Posted by Andrew Giddings On November - 5 - 2010

Looked at the sky through smoke heavy with human fat and God was not there. The cold, suffocating dark goes on forever, and we are alone. Live our lives, lacking anything better to do. Devise reason later. Born from oblivion, bear children hell-bound as ourselves, go into oblivion. There is nothing else.

Existence is random. Has no pattern save what we imagine after staring at it for too long. No meaning save what we choose to impose. This rudderless world is not shaped by vague metaphysical forces. It is not God who kills the children. It is not fate that butchers them or destiny that feeds them to the dogs. It is us. only us. Streets stank of fire. The void breathed hard on my heart, turning its illusions to ice, shattering them. Was reborn then, free to scrawl own design on this morally blank world.

These words were spoken by the anti-hero named Rorschach in Alan Moore’s Watchmen. Published a century after Nietzsche’s Thus Spake Zarathustra, the words demonstrate that Nietzsche’s teachings are still relevant today.

“God is dead”, he wrote in Thus Spake Zarathustra, declaring the end of religion’s influence over man. Before this new push towards secularism, people’s decisions, art and even science were heavily influenced by the word of the Church. Nietzsche’s words were a modernist strike- shedding the established rules of thought in order to make personal and social development a freer process.

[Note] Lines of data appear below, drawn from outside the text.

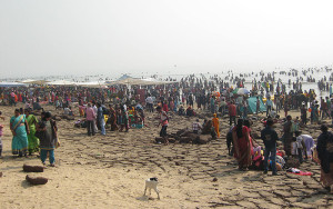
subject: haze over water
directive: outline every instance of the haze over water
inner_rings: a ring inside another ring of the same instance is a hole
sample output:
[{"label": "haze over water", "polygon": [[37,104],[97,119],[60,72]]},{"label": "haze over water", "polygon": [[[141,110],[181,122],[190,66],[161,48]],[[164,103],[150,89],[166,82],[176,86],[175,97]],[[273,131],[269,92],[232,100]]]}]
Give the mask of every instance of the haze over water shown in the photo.
[{"label": "haze over water", "polygon": [[332,64],[332,1],[0,1],[2,77]]}]

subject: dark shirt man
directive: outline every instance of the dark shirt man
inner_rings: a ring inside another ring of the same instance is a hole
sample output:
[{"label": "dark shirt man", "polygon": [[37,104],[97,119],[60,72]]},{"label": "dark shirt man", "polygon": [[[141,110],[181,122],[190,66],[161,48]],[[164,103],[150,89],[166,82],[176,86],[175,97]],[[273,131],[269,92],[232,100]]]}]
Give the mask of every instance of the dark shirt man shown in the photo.
[{"label": "dark shirt man", "polygon": [[273,129],[273,120],[266,121],[266,127],[261,131],[261,139],[265,145],[264,155],[264,173],[269,171],[269,157],[271,155],[272,160],[272,175],[276,176],[276,141],[279,140],[276,131]]}]

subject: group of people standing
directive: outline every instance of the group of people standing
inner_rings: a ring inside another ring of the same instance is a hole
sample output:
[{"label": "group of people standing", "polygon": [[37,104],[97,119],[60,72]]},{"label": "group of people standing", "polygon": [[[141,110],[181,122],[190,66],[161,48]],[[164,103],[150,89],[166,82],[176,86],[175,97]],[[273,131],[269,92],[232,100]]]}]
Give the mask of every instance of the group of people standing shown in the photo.
[{"label": "group of people standing", "polygon": [[14,116],[10,118],[12,155],[28,158],[38,152],[43,165],[49,155],[50,166],[54,166],[54,149],[59,141],[58,128],[51,118],[50,112],[42,112],[38,120],[31,109],[16,109]]}]

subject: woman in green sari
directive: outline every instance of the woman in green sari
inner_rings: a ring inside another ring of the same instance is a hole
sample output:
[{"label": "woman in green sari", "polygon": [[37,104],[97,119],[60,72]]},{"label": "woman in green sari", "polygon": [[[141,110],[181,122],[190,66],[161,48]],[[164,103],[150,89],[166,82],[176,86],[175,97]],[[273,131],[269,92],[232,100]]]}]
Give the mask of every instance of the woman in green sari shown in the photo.
[{"label": "woman in green sari", "polygon": [[29,156],[31,156],[33,152],[39,151],[39,139],[34,137],[36,125],[38,120],[33,115],[30,115],[31,109],[24,109],[24,113],[30,130],[30,133],[28,133],[28,151],[29,151]]},{"label": "woman in green sari", "polygon": [[11,149],[13,155],[27,157],[29,127],[24,115],[20,115],[20,110],[16,109],[14,116],[10,119],[10,130],[12,132]]}]

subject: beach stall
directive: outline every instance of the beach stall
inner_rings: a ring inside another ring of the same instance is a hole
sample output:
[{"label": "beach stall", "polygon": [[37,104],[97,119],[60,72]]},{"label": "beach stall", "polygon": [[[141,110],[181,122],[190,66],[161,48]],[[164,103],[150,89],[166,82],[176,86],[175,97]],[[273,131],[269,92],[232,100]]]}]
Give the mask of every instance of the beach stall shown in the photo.
[{"label": "beach stall", "polygon": [[0,82],[0,87],[24,87],[26,84],[20,82]]}]

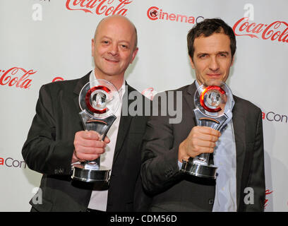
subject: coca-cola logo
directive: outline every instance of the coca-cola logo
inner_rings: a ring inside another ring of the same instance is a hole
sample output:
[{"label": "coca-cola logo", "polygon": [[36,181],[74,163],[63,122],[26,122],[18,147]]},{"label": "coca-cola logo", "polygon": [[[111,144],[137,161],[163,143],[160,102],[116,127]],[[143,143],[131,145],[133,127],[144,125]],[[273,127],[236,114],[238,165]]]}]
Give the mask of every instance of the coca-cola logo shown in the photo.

Fully accepting an idea like this would require some courage, or at least a certain state of mind. Most people grow up under the influence of a religion that offers them both comfort and a moral code. Of those who regard themselves as being without faith, most still have a clearly defined set of morals (which are usually rooted in religious teachings) such as the divide between good and evil, which they believe are innate.

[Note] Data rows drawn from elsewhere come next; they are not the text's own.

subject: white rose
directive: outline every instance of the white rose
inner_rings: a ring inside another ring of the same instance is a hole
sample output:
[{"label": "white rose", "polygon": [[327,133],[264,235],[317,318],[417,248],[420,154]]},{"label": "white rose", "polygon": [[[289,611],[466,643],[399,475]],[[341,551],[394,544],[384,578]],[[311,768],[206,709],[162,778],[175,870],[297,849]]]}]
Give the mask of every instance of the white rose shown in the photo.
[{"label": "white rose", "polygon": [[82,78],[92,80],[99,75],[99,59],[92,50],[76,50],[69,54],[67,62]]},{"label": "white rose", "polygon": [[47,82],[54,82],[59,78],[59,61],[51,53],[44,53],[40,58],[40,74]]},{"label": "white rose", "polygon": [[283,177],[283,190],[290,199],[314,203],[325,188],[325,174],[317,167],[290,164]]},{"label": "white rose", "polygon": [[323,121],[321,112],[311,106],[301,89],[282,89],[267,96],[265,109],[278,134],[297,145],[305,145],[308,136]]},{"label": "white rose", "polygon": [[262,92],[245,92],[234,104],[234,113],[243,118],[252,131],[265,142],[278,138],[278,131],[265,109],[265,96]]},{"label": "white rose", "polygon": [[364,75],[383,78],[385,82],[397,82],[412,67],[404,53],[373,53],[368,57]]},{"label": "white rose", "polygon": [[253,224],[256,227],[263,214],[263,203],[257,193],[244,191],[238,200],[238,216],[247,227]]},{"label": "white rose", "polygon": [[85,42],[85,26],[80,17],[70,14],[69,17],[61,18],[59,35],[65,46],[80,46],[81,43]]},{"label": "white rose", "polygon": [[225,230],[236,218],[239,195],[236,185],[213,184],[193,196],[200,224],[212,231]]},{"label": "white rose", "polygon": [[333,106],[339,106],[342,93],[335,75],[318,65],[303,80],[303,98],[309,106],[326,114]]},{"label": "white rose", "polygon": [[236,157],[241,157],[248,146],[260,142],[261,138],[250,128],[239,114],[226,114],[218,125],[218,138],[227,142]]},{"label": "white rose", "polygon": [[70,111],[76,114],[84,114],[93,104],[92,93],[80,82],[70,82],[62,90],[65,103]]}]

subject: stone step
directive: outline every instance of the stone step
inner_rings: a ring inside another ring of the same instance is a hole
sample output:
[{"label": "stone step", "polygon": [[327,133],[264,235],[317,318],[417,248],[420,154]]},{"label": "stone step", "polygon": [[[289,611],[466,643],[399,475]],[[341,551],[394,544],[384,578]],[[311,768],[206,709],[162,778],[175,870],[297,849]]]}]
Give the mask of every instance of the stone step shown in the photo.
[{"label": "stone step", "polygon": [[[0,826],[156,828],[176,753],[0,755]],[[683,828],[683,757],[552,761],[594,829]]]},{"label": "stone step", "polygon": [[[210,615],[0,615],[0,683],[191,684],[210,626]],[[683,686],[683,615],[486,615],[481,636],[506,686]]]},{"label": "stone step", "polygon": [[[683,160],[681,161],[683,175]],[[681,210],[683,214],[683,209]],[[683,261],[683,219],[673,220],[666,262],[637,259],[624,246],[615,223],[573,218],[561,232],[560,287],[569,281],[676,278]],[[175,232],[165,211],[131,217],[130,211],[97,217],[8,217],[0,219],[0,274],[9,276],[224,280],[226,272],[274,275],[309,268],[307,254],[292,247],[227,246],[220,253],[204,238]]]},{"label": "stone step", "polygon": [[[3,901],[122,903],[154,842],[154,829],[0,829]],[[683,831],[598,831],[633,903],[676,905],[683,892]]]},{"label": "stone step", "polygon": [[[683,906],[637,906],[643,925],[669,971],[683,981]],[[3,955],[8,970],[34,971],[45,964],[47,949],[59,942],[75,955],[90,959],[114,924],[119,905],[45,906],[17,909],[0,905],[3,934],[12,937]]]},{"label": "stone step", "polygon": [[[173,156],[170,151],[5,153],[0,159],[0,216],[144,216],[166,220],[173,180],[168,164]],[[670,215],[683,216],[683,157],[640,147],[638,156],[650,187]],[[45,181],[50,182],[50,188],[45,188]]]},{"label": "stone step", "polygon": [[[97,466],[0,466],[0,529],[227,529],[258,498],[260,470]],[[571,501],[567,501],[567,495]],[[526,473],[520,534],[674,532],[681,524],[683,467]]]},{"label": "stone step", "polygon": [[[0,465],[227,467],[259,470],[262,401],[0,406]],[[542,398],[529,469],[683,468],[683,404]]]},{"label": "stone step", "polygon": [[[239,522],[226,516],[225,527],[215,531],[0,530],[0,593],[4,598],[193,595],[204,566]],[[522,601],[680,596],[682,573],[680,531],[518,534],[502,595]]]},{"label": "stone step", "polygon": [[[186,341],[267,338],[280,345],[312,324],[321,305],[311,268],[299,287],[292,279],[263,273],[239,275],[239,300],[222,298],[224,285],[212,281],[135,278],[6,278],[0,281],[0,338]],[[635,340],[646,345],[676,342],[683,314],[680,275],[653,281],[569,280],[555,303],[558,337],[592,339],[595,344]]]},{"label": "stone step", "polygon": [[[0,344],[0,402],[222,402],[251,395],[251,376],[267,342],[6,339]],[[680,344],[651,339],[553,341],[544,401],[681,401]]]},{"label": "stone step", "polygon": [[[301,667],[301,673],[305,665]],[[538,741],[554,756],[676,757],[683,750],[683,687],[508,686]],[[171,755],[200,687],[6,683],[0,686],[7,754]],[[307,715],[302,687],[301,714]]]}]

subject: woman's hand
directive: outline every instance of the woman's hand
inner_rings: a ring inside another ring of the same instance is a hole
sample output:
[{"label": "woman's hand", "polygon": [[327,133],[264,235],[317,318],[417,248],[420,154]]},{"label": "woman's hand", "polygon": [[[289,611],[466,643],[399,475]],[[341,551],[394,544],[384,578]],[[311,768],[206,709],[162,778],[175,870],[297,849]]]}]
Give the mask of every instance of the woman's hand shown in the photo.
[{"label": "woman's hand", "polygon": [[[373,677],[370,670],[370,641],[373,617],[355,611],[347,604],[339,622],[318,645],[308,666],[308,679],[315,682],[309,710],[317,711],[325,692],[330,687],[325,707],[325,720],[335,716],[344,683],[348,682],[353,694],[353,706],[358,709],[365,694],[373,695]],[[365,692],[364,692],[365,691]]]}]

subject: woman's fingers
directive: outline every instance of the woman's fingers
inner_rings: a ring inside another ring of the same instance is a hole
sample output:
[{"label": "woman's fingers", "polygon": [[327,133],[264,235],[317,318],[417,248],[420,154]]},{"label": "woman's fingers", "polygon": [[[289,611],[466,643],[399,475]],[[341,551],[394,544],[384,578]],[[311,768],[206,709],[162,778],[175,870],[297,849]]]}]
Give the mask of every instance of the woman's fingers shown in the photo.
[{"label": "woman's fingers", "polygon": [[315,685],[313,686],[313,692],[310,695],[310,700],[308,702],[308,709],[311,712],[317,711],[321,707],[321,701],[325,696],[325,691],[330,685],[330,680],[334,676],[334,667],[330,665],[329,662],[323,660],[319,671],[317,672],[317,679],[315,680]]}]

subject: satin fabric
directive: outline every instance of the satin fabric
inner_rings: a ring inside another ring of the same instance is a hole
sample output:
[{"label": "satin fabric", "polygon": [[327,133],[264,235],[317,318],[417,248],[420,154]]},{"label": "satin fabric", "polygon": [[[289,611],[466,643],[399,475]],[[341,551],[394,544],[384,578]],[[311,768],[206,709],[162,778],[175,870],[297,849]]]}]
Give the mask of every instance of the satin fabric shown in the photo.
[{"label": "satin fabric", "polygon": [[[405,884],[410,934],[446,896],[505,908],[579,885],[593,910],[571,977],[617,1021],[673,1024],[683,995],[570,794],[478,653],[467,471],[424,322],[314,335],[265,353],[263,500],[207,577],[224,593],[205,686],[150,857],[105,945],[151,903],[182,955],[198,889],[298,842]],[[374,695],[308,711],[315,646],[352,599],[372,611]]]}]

This is all imaginary, taught Nietzsche. He even called it “slave morality”, a means by which to control people with guilt as the punishment for breaking the rules. He who has the will and the courage to look at the abyss of existence without trying to fill it with gods and comforting ideas, is on the road to becoming Ubermensch, Overman. But without God to give life meaning, we must provide our own meaning to our own lives.

Alan Moore wasn’t the first or last person to echo Nietzsche- in fact, many characters in stories and movies exhibit a Nietzschian philosophy. Protagonists and antagonists alike are often single minded and committed to achieving their personal goals, although it is usually the evildoer who will provide the purest example of Nietzschianism, as they are the ones who are acting according to their own moral code- often seen as “evil” by those who who are, Nietzsche might say, slaves to the values of others.

All overmen would be different, as an overman will live by his own rules, his own morals. He will be a leader, guided by no one but himself and following only his own example. In this way, he will be like a child again, says Nietzsche. Clean your own slate, and have a mind as unencumbered as that of an infant, unaware of the treats of law, religion and guilt, this is the ultimate goal. You might be seen as “bad” by society, but a true overman would not be concerned by this.

Is it possible to achieve this state in modern society? Well that would depend on the moral code you wrote for yourself. But if you were truly uncompromising, you would be likely to end up in trouble with the law soon enough. But if you don’t find it too distasteful to water Nietzsche down a little, then a slightly diluted overman might be a good aspiration.

But then we have an awkward word- “good”. If we accept that good and evil are simply human creations, then how can we say that the state of being an overman is a good or bad thing? Perhaps is Nietzsche had taken another step, he would have felt that attaining this higher state doesn’t matter anyway. The lives and actions of overmen will be forgotten eventually, and without heaven or hell their actions are of no consequence to themselves then their lives come to an end. Any pain they inflict will similarly be forgotten eventually, nothing matters.

Maybe Nietzsche did realise this, perhaps that is why he spend the final years of his life silently staring at a wall.